What About Visible Light and Infrared?

Ozone does interact with light outside the UV spectrum, but the effect is negligible for everyday purposes. It has a weak absorption band in visible light around 610 nanometers (orange-red wavelengths), known as the Chappuis bands, and it absorbs some infrared radiation in the 5 and 10 micrometer ranges. These absorptions matter to atmospheric scientists who use them to measure ozone concentrations from satellites, but they don’t meaningfully reduce the visible light or heat energy reaching the ground. The sunlight you see and the warmth you feel pass through the ozone layer essentially unfiltered.

Why UV-B Matters Most for Health

UV-C is more dangerous than UV-B in theory, but since the ozone layer blocks it completely, it poses no natural threat at ground level. UV-B is the critical band because the small percentage that gets through is potent enough to directly damage DNA in skin and eye cells. When UV-B photons hit DNA, they cause specific types of lesions that distort the DNA strand. The body has repair mechanisms to fix this damage, but those systems sometimes fail, which is how repeated UV-B exposure leads to mutations, sunburns, and eventually skin cancer.

The eyes are particularly vulnerable. UV-B is absorbed by the cornea, damaging the outermost cell layer. Over time, this contributes to conditions like pterygium (a growth on the eye’s surface) and corneal clouding. An estimated 5 to 10% of all skin cancers occur on the eyelids, one of the areas most consistently exposed to sunlight.

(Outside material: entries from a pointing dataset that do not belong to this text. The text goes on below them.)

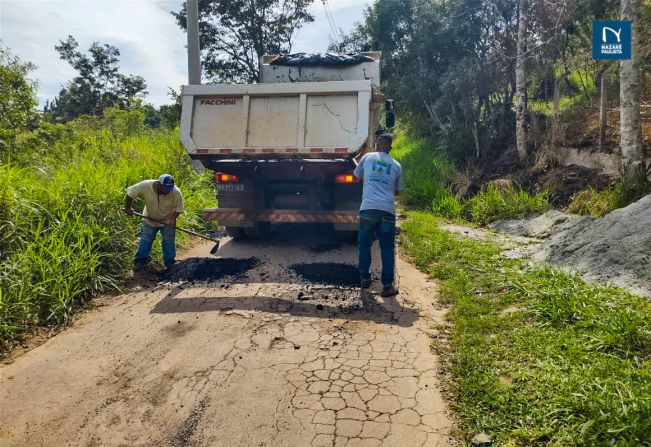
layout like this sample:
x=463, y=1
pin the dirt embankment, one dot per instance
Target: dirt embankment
x=544, y=173
x=614, y=249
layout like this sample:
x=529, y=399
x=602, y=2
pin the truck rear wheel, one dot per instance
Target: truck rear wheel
x=236, y=232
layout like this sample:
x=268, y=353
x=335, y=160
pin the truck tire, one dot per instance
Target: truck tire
x=260, y=229
x=236, y=232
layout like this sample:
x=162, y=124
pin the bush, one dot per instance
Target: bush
x=494, y=203
x=63, y=236
x=425, y=171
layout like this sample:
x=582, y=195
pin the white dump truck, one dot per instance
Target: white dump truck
x=284, y=150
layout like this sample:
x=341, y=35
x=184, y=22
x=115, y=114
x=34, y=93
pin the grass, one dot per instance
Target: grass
x=598, y=203
x=425, y=172
x=538, y=358
x=63, y=236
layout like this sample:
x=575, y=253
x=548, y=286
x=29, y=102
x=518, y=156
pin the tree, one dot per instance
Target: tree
x=17, y=98
x=235, y=34
x=629, y=98
x=99, y=83
x=521, y=83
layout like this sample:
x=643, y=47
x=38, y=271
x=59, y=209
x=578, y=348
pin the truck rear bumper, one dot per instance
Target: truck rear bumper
x=246, y=217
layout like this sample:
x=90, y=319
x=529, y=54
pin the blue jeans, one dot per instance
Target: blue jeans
x=147, y=237
x=382, y=224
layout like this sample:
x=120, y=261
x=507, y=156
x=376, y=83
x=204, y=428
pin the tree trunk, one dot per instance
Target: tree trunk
x=557, y=132
x=629, y=100
x=521, y=83
x=603, y=111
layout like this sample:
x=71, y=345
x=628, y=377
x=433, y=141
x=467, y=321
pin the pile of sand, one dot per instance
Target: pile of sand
x=615, y=249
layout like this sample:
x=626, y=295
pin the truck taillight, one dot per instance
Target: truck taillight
x=225, y=178
x=347, y=178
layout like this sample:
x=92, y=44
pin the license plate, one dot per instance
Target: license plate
x=230, y=187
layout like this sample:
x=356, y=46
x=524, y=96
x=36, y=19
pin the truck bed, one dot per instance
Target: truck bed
x=325, y=120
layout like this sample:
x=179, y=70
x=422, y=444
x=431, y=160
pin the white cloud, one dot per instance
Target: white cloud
x=150, y=42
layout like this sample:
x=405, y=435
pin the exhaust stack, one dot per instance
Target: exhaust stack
x=194, y=55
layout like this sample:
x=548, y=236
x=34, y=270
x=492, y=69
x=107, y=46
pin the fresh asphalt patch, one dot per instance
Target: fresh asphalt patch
x=324, y=248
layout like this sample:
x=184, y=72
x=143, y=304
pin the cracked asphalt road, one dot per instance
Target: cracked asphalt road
x=264, y=357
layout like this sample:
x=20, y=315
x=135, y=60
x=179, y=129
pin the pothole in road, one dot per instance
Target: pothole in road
x=206, y=269
x=324, y=248
x=328, y=273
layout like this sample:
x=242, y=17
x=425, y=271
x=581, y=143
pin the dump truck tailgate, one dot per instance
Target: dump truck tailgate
x=307, y=119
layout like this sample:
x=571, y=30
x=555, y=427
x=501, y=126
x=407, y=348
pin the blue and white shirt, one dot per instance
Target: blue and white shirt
x=382, y=177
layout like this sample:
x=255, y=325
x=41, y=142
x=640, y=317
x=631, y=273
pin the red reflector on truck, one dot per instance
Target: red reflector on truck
x=225, y=178
x=347, y=178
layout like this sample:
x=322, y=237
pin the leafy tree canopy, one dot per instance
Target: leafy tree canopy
x=98, y=85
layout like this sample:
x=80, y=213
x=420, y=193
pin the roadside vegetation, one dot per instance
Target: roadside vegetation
x=598, y=203
x=63, y=236
x=537, y=357
x=426, y=171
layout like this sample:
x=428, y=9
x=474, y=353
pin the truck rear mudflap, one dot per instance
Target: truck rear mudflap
x=247, y=217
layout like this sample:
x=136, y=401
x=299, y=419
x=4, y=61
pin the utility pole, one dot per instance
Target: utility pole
x=194, y=52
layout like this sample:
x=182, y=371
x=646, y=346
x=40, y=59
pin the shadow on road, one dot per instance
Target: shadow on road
x=365, y=307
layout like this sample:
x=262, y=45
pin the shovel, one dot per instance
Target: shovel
x=216, y=241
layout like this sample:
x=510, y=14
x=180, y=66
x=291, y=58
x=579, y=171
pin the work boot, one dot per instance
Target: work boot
x=389, y=291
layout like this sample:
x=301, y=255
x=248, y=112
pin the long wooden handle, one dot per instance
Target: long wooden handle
x=178, y=228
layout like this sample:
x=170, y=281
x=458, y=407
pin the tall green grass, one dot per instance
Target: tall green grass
x=426, y=170
x=598, y=203
x=63, y=236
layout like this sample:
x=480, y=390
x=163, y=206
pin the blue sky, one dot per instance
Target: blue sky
x=150, y=42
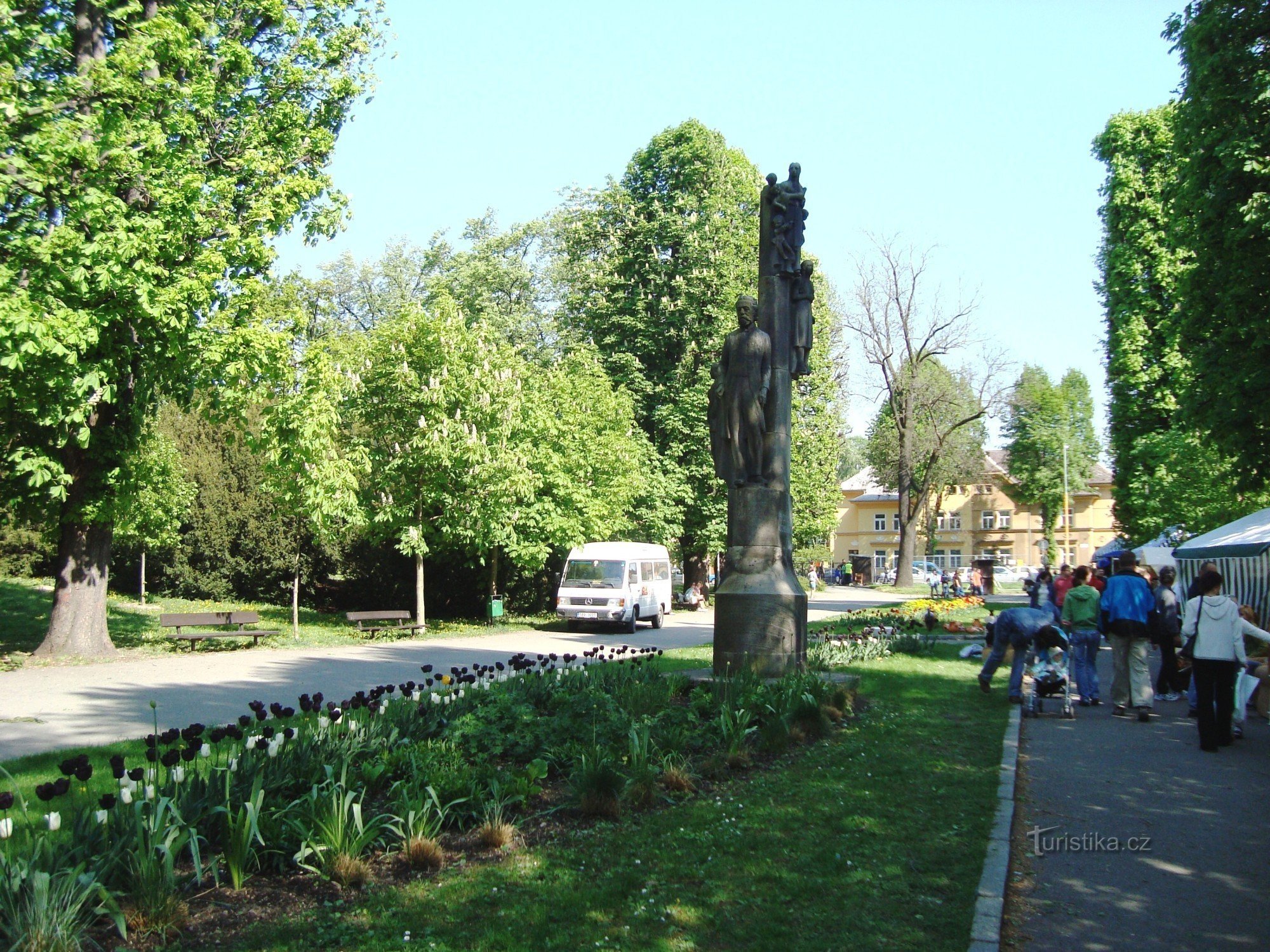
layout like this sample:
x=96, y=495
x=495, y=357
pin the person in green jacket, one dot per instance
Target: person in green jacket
x=1081, y=621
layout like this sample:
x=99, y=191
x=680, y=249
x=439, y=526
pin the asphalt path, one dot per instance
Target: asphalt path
x=54, y=708
x=1197, y=880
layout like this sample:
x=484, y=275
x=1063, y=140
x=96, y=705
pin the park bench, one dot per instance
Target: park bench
x=224, y=620
x=391, y=616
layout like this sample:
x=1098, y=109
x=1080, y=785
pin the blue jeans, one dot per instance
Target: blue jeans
x=1085, y=662
x=1015, y=628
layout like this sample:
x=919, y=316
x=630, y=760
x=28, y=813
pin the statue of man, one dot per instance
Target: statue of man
x=789, y=201
x=802, y=295
x=745, y=375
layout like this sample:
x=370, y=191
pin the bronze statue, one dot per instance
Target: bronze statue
x=802, y=295
x=740, y=393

Location and Season Change Your Exposure

The ozone layer is not uniformly thick everywhere. Its concentration varies with latitude, season, and even the solar cycle. The most dramatic thinning occurs over Antarctica each spring (September through October), where a seasonal “hole” forms. In 2024, this depleted zone averaged nearly 20 million square kilometers, roughly three times the size of the contiguous United States. During its peak on September 28, it stretched to 22.4 million square kilometers.

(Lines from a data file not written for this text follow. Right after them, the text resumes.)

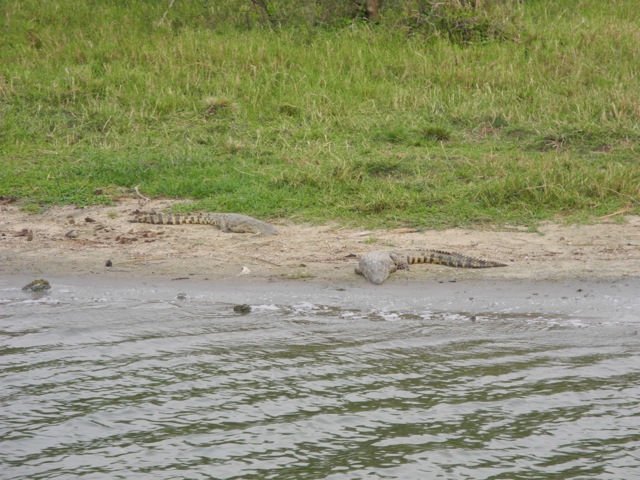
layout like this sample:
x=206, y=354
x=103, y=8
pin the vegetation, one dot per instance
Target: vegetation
x=441, y=114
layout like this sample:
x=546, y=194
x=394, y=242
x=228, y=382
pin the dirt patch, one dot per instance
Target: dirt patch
x=72, y=241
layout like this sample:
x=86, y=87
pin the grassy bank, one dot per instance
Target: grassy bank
x=369, y=125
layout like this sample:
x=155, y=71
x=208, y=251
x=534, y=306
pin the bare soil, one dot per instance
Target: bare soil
x=72, y=241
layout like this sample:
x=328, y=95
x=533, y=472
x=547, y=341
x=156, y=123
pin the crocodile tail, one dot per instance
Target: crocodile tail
x=451, y=259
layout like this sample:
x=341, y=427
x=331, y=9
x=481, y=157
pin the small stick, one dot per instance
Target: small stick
x=142, y=200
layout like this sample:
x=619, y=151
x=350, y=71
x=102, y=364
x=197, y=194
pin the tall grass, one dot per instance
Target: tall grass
x=389, y=125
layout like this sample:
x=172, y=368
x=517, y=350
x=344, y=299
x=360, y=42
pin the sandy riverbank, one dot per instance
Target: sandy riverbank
x=71, y=241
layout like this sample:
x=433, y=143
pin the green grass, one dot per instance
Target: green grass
x=368, y=125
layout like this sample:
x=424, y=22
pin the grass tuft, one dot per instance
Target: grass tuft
x=442, y=114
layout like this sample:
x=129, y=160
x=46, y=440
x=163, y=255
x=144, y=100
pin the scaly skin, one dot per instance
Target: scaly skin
x=227, y=222
x=376, y=266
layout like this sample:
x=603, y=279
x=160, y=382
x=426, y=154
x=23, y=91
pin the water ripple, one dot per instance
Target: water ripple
x=166, y=390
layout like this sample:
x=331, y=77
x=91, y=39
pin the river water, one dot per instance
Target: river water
x=163, y=380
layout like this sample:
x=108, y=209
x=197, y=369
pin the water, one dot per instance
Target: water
x=453, y=381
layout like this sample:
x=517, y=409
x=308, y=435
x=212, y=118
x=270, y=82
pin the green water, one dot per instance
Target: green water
x=167, y=382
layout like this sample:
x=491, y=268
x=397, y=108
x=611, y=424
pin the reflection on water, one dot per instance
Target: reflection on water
x=179, y=386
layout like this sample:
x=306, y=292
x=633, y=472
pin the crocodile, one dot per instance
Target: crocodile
x=377, y=265
x=227, y=222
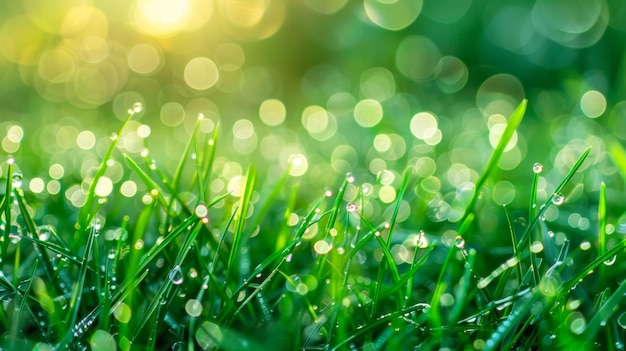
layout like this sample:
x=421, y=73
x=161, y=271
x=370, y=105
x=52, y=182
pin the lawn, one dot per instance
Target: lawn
x=312, y=175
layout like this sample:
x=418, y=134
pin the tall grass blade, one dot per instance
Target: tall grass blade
x=492, y=164
x=86, y=213
x=602, y=230
x=77, y=293
x=233, y=268
x=6, y=204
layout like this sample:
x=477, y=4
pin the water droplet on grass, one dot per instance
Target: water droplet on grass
x=176, y=275
x=558, y=199
x=193, y=307
x=610, y=261
x=351, y=207
x=421, y=241
x=459, y=242
x=350, y=177
x=16, y=179
x=201, y=210
x=137, y=107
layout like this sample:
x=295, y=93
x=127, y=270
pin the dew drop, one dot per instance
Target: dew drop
x=350, y=177
x=137, y=107
x=459, y=242
x=176, y=275
x=16, y=179
x=351, y=207
x=558, y=199
x=421, y=241
x=201, y=210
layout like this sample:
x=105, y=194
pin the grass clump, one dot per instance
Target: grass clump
x=258, y=268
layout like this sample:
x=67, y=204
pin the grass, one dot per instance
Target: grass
x=264, y=271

Ozone depletion is not limited to Antarctica. Measurable thinning has been documented over latitudes covering North America, Europe, Asia, Australia, and much of Africa and South America. Thinner ozone means more UV-B reaches the surface, which is why UV index readings can vary so much by location and time of year. Large volcanic eruptions also play a role: the tiny particles they inject into the stratosphere create surfaces where ozone-destroying chemicals work more efficiently.

The Ozone Layer’s Recovery Timeline

The Montreal Protocol, which took effect in 1992, banned the chemicals most responsible for destroying ozone. Since then, the ozone hole has been slowly shrinking. The 2024 hole ranked as the seventh smallest since recovery began. NASA and NOAA scientists project the ozone layer could fully recover by 2066, though the current state is still far from healthy. In October 2024, ozone concentration over Antarctica dropped to 109 Dobson units, well below the 225 Dobson units that was typical in 1979 before significant depletion began. The lowest value ever recorded was 92 Dobson units in October 2006.

Until full recovery, the amount of UV-B reaching the surface in affected regions remains elevated compared to pre-depletion levels, particularly during spring and summer months at higher latitudes.